Вот ведь мерзавец! Именно по этим улочкам меня вчера водил Серый! Уж не сюда ли вход искал? Видимо, он был завален, чтобы не залезали добрые люди. Или чтобы не вылезали злые.
Пол основательно утопан. То тут, то там виднелись пазы для факелов, чад на стенах выдавал светлое прошлое коридоров, а редкие деревянные двери, хоть и выглядели немолодыми, явно не раз подновлялись. Раньше это место кипело жизнью, но сейчас обитатели покинули родные стены — большинство дверей криво висело на петлях, иные перечеркивала паутина, а в пазах для факелов торчали обгорелые остовья.
Брошенные дома выглядят так жутко. Печально. Будто некогда полное жизни существо разлагается у всех на виду, но никому нет дела. В такие дома не каждый решится войти, как не каждый согласится подойти к постели умирающего. Но стоит заглянуть в язвенный проём двери, как нутром ощущаешь благодарный вздох. Дома умирают медленно и мучительно. И они благодарны за каждого гостя, за каждый взгляд, каждую доброю мысль.
Этот дом был именно таким. Он умирал.
Я потянула мужа за рукав:
— Ничего мне сказать не хочешь?
— А ты? — невозмутимо ответствовал муж. — Правду за правду?
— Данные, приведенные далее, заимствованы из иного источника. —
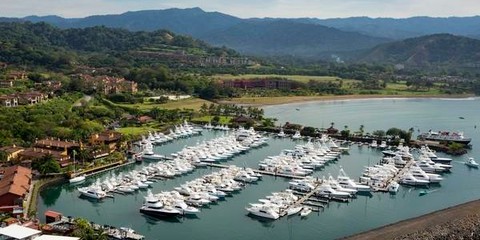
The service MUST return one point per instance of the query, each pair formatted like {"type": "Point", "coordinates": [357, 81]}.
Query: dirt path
{"type": "Point", "coordinates": [409, 226]}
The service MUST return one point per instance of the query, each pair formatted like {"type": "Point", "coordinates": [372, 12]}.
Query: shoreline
{"type": "Point", "coordinates": [422, 223]}
{"type": "Point", "coordinates": [271, 101]}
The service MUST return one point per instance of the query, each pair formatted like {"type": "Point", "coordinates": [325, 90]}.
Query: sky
{"type": "Point", "coordinates": [248, 8]}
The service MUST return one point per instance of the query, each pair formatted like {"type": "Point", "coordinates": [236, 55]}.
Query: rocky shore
{"type": "Point", "coordinates": [458, 222]}
{"type": "Point", "coordinates": [461, 228]}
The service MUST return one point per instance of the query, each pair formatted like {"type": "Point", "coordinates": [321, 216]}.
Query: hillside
{"type": "Point", "coordinates": [41, 44]}
{"type": "Point", "coordinates": [191, 21]}
{"type": "Point", "coordinates": [438, 49]}
{"type": "Point", "coordinates": [256, 37]}
{"type": "Point", "coordinates": [283, 37]}
{"type": "Point", "coordinates": [404, 28]}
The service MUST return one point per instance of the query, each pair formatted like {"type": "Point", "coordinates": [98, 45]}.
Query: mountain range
{"type": "Point", "coordinates": [372, 39]}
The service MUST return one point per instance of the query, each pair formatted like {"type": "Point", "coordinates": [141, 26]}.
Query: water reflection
{"type": "Point", "coordinates": [265, 222]}
{"type": "Point", "coordinates": [50, 197]}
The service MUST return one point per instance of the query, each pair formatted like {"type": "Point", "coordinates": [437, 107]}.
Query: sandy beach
{"type": "Point", "coordinates": [264, 101]}
{"type": "Point", "coordinates": [458, 222]}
— Я устроила переполох в харчевне, потому что нечем было платить за обед. Кстати, вкусный. Но это исключительно твоя вина, — как великую тайну сообщила я.
— Я шёл-шёл и нашел подкоп. Видимо, военный, — не моргнув глазом соврал Серый, — дай, думаю, погуляю.
— Подкоп?
— Ну да.
— Военный?
— Ага.
— Погуляю?
— А то!
— Дай, думаю, погуляю по предположительно подкопу к городу, укрепленному не хуже жилых домов, явно когда-то обитаемому и до сих пор никем не используемому?
— Неубедительно?
— Вообще ни разу.
Серый умоляюще посмотрел на меня, всю такую (с моей точки зрения) уверенную и строгую, а на самом деле напуганную и несчастную:
— Это мой дом.
Где-то в Городище у Серого должен быть дом, это понятно. Нас постоянно преследовали, и о том, чтобы жить в столице, не могло быть и речи. По крайней мере, муж меня в этом убеждал. И я верила. Теперь верю ещё больше, потому что погони погонями, а провести жизнь в катакомбах я не хочу.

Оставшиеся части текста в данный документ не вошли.